I'll admit I didn't check every study, but the ones I checked aren't really applicable to anything I'm concerned about. The only one I saw that clearly substituted Linoleic Acid for actual Sat Fat was the Sydney Study, which showed that substituting Margarine for Butter actually increased risk of Cardiovascular disease.
That said, the Sydney study Margarine probably had transfats. I'm not going to state that the Sydney study proves Sat Fat is the best, but it does support my primary point, which is that nutritional studies on fats are Terrible, do not account for common confounders, and a meta-analysis of a bunch of terrible studies does not make for good data.
I'm talking about OP's wife. OP seems to want his wife to become slimmer, not a body builder. I'm indicating that to lose weight might require cutting protein down to the bare minimum (around 50g), something that is left out of a lot of advice. Losing lean mass when losing weight can actually be quite good, as you don't want a lot of extra skin hanging around.
Yeah, the meta shows no effect on all cause mortality - but that's not the question we're discussing.

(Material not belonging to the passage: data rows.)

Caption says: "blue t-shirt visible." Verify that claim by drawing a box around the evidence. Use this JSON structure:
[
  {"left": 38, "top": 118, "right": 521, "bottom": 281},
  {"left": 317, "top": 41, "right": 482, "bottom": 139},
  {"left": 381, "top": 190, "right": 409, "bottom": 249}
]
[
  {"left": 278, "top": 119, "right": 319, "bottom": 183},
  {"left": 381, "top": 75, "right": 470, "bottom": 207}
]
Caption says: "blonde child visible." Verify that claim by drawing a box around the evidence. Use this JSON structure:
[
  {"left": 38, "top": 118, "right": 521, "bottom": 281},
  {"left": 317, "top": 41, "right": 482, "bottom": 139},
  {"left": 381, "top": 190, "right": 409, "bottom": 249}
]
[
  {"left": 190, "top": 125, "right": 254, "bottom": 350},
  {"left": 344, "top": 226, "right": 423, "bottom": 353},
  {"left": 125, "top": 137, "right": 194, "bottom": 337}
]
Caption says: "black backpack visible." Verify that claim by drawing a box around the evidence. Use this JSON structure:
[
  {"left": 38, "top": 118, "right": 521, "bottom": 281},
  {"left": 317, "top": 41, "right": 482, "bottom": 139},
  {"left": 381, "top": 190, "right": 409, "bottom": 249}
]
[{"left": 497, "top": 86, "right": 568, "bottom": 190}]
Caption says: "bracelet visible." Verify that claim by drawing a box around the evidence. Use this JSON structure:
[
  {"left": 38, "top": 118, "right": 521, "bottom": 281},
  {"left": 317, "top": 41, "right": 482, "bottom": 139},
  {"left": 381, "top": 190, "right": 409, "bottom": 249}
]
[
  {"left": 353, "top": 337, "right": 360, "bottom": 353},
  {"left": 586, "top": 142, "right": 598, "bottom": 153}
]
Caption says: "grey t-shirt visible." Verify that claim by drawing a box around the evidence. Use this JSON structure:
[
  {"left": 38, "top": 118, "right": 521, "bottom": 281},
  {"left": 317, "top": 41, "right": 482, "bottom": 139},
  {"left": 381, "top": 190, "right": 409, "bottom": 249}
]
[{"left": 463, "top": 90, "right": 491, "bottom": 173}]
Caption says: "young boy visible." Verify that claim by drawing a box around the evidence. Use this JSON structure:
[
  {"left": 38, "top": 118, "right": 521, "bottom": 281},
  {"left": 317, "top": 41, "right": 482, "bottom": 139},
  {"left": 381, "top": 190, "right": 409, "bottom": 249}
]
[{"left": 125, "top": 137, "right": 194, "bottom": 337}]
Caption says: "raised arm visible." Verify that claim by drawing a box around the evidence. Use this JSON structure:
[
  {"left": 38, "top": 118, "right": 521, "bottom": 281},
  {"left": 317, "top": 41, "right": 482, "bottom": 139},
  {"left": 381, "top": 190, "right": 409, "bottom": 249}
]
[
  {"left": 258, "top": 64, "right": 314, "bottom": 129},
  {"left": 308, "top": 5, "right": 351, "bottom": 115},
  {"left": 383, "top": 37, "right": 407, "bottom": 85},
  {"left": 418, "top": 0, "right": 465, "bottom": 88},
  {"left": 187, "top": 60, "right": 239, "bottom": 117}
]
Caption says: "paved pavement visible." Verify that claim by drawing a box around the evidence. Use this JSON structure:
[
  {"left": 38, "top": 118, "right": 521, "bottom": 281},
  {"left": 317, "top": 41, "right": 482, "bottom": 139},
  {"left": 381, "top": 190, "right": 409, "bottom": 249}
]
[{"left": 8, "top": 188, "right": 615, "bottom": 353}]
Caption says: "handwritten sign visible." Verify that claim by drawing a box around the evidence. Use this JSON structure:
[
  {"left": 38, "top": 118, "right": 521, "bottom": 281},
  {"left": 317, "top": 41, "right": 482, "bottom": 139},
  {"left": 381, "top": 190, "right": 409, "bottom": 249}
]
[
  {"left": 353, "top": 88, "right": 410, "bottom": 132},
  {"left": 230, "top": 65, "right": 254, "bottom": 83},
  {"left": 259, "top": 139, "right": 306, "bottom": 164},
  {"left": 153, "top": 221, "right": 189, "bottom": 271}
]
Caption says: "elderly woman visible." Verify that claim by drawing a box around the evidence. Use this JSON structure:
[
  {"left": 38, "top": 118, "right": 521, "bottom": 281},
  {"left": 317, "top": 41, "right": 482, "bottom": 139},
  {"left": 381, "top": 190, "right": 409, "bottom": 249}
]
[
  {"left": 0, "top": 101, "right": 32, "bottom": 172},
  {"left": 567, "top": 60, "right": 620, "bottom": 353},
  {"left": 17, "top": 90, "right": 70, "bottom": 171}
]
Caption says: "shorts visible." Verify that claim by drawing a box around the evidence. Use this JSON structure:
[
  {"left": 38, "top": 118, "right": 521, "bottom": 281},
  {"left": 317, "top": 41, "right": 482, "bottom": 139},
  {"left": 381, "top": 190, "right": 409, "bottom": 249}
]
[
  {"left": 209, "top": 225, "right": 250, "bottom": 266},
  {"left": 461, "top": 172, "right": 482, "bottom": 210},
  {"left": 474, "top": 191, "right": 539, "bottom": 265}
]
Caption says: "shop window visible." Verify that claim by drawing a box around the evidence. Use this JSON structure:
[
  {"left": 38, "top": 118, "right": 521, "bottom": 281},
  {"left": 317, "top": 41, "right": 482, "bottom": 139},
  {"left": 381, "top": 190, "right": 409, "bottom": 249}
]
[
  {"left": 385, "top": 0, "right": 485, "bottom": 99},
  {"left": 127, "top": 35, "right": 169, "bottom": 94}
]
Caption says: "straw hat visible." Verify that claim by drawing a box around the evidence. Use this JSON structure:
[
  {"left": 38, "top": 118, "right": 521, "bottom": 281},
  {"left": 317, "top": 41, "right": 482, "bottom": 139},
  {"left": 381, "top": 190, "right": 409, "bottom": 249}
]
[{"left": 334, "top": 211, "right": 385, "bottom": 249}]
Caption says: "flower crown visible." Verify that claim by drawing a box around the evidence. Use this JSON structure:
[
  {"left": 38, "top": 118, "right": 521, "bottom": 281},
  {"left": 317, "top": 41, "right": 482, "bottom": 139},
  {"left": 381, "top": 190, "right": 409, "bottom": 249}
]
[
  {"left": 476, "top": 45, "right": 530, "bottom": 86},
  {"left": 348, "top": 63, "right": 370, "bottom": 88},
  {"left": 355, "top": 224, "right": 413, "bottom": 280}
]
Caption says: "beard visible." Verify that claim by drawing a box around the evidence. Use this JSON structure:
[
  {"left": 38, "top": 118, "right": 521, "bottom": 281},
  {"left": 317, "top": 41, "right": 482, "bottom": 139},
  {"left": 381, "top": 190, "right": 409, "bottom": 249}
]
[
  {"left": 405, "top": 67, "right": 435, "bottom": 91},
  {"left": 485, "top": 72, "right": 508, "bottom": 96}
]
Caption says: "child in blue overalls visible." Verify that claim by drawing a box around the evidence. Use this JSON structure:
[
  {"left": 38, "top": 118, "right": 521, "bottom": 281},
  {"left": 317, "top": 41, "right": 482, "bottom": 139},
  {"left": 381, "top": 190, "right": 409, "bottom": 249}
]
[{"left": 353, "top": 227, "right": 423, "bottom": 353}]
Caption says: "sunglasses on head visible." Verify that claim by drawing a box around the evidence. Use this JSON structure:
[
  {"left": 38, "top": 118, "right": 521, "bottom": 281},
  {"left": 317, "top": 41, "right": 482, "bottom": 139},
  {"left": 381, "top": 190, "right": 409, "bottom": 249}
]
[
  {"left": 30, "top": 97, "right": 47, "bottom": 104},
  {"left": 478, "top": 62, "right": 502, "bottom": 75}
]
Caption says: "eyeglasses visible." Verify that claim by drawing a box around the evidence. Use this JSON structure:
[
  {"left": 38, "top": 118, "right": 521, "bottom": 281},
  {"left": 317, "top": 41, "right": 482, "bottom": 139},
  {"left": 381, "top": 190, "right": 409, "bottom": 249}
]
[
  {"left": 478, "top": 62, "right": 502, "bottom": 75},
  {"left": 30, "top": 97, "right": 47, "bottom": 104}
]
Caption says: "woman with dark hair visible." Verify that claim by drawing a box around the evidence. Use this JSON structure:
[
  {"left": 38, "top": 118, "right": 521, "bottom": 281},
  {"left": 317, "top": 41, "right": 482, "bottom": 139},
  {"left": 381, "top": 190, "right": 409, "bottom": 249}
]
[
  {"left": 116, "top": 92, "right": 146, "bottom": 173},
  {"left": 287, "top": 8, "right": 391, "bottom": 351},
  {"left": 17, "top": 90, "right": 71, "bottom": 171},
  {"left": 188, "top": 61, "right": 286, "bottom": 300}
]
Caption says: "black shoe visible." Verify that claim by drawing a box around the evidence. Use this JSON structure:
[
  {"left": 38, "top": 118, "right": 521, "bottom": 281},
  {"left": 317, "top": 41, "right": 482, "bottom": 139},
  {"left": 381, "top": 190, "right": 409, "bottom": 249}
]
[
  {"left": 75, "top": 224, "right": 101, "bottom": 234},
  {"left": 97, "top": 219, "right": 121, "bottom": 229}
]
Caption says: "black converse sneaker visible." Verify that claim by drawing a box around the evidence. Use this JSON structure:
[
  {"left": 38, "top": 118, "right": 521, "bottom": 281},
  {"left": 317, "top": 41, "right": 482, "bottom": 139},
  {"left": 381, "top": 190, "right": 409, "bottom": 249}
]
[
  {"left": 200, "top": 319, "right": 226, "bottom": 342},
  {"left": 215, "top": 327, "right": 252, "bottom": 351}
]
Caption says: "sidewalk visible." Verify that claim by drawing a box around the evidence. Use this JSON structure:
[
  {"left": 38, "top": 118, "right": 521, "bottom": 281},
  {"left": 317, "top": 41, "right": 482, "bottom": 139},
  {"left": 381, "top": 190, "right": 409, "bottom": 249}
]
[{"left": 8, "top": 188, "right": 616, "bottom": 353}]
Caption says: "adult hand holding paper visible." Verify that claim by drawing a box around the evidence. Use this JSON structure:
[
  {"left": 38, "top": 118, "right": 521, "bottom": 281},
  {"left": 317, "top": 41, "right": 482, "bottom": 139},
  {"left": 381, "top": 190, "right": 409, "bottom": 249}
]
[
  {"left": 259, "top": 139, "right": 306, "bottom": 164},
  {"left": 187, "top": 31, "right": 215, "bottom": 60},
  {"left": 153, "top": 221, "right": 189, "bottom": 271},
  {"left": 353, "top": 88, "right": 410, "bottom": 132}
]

I only brought it up since you responded to the graph of mortality outcomes rather than weight outcomes.
In fact, the meta shows that substituting unsaturated for saturated fats reduces weight and there's no association If the studies were actually controlled metabolic ward studies, they'd probably show no effect with isocaloric diets.
This seems like an extremely specific and unusual claim, perhaps a result of undeniable studies chipping away at the upper limits of what people can defend. We definitely shouldn't privilege weird rat studies over human ones to defend this claim. Linear relationships should be the default assumption.
The lean mass lost is not skin, it's internal organs, muscle mass, water weight, etc. The amount of skin remaining after weight loss does not depend on the diet.